Tuesday, February 07, 2017 

Lighthouse Studios is bringing 140 new animation jobs to Kilkenny

Lighthouse Studios, a new joint venture between Cartoon Saloon and Mercury Filmworks is to create one hundred and forty jobs between now and 2020.

The joint venture will operate independently from both Cartoon Saloon and Canadian company, Mercury Filmworks, with a management team reporting to a board of directors, made up of executives from both companies.

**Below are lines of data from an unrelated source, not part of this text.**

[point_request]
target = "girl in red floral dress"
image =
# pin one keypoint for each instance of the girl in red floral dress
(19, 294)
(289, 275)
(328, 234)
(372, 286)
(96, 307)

The new venture will focus on 2D animation. Based in Kilkenny, the  additional jobs will come on stream over the next three years, with roles for:

  • animators,
  • compositors,
  • designers,
  • effects artists,
  • IT administrators,
  • technical directors,
  • 3D modelers,
  • lighting artists,
  • riggers and
  • texture artists.

Commending the launch, Minister for Jobs, Enterprise and Innovation, Mary Mitchell O'Conner TD said it is proof that Ireland has the creative talent to attract companies like the Canadian Mercury Filmworks to Ireland.

Paul Young, CEO, Cartoon Saloon: “All of us at Cartoon Saloon are delighted to be in partnership with Mercury, as we have long admired their work. And now, together, we plan to make Lighthouse Studios and Kilkenny a centre of excellence for animation.

“Ireland enjoys a number of advantages when it comes to animation. The industry is supported by a growing number of educational programs and draws talent from all over Europe due to the quality of projects being produced here. The Irish talent pool has been spilling over into other parts of Europe and North America for years and we look forward to welcoming a lot of that talent home.”

Clint Eland, Mercury Filmworks CEO: “Lighthouse Studios is neither wholly Mercury Filmworks nor Cartoon Saloon, but rather the best parts of each, transplanted in the rich Irish soil and nurtured by its own talented team of artists into a studio with its own unique and distinct creative perspective.”

The venture is supported by IDA Ireland and the Department of Jobs, Enterprise and Innovation.